Gelecek seçimde cumhurbaşkanı olmaya hazırlanıyor. Son derece motive. 'Ekrem İmamoğlu suç örgütü' kurgularını ispatlıyorlar. Hedefe ulaşmak için delil yaratmaya çalışıyorlar. İlk başladığında Ekrem Başkan'ın daire sattığı kişileri aradılar. Sonra bu darbeye kalkıştılar. Babasının evini bastı, yazlık evini bastı. Nasıl bunların evinden ayakkabı kutuları, para sayma makinaları çıktı. Ben suçsuzu savunuyorum Erdoğan 17-25 Aralık'ta hırsızı savundu.

'İTİRAFÇI YAPMAYA ÇALIŞTI'

Geldiğimiz bu noktada bu savcı inanmış ki kasalar, paralar bulacağım. Geldi çuvalladı. Başladı yalancı tanıklar... Somut delil yok. Bu sefer içeridekileri itirafçı yapmaya çalıştı.

'AÇSIN YAPACAK BİR ŞEY YOK'

O soruşturmalardan birisi Akın Gürlek'in hırsından bana açtığı soruşturma. Açsın yapacak bir şey yok. Ama ikinci soruşturma çok güzel bir rövanş. Akın Gürlek, Antalya'da yaptığı bir konuşma yüzünde Ümit Özdağ'ı Ankara'da yemek yerken gözaltına aldırmış İstanbul'a getirmişti. Bu Antalya ve Ankara başsavcılarına küfürdür. Akın Gürlek'in görev bölgesi nedeniyle Kartal'a bile bakamaz. Ümit Özdağ Antalya'da konuşmuş Ankara Başsavcısı'na, 'Ben senin görev yerinden gözaltı yapıyorum' diyor. Ankara Cumhuriyet Başsavcısı da benim İstanbul'da yaptığım bir konuşmadan dolayı soruşturma açıp ona karşı rövanş alıyor, had bildiriyor. Ankara Cumhuriyet Başsavcısı yine usulsüz bir iş yapmıyor. Görev yerim Ankara olduğu için yine yetkili. Ama bu Ümit Özdağ konusunda hiçbir zaman yetkili olmadı.

'KAZANMAK İÇİN HER ŞEY MÜBAH'

Erdoğan'ın hedefi iktidarda kalmak. Geçtiğimiz günlerde de söyledi. Can bedende durdukça koltukta oturmak istiyor. Karşısında Beylikdüzü Belediyesi'ni ondan alan, İstanbul'da 3 kez adaylarını yenen Ekrem İmamoğlu var. Erdoğan kendisini 'Yenilmez Armada' görüyordu ya. Onun sandıktan anladığı 'Birden fazla partinin yarıştığı Erdoğan'ın kazandığı bir oyun', kazanmak için her şey mübah.

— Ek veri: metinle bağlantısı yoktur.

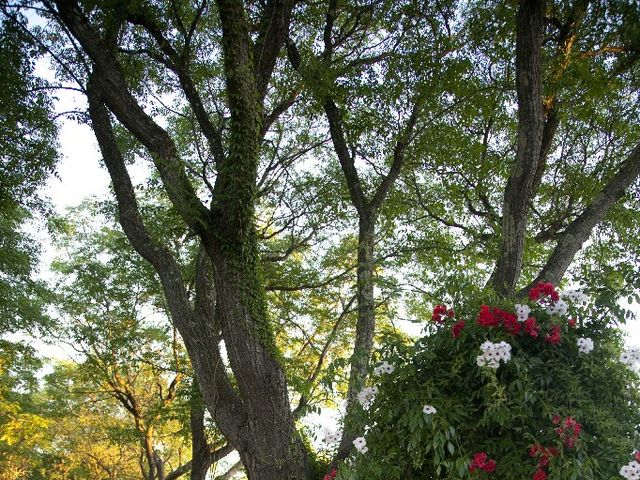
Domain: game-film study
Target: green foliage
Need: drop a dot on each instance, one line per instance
(27, 157)
(502, 411)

'MENEMEN YAPAMAYIZ BU ŞARTLARDA'

Bugün Türkiye'de istisna olması gereken şey kaide olmuş, kaide istisnaya dönmüş durumda. Anayasa ortada, hukuk fakültelerinde öğretilenler ortada, yargılama usulünün temel yaklaşımları ortada. Bunlar 'Gelin yapacağız anayasa'. Nasıl yapacağız? Menemen yapamayız bu şartlarda.

Bir kere arkadaşlarım tutuksuz yargılanacak. Tutuklu biri varsa kamuoyu hak verecek. Ön şart koymuyorum ama tutuklamalar canlı yayınlanacak. AYM kararları, AİHM kararları uygulanacak. Siyasi tutuklular bırakılacak. Erdoğan Anayasa'ya aykırı tutumlarından vazgeçecek. Sonra anayasa masasına oturmayı konuşabiliriz."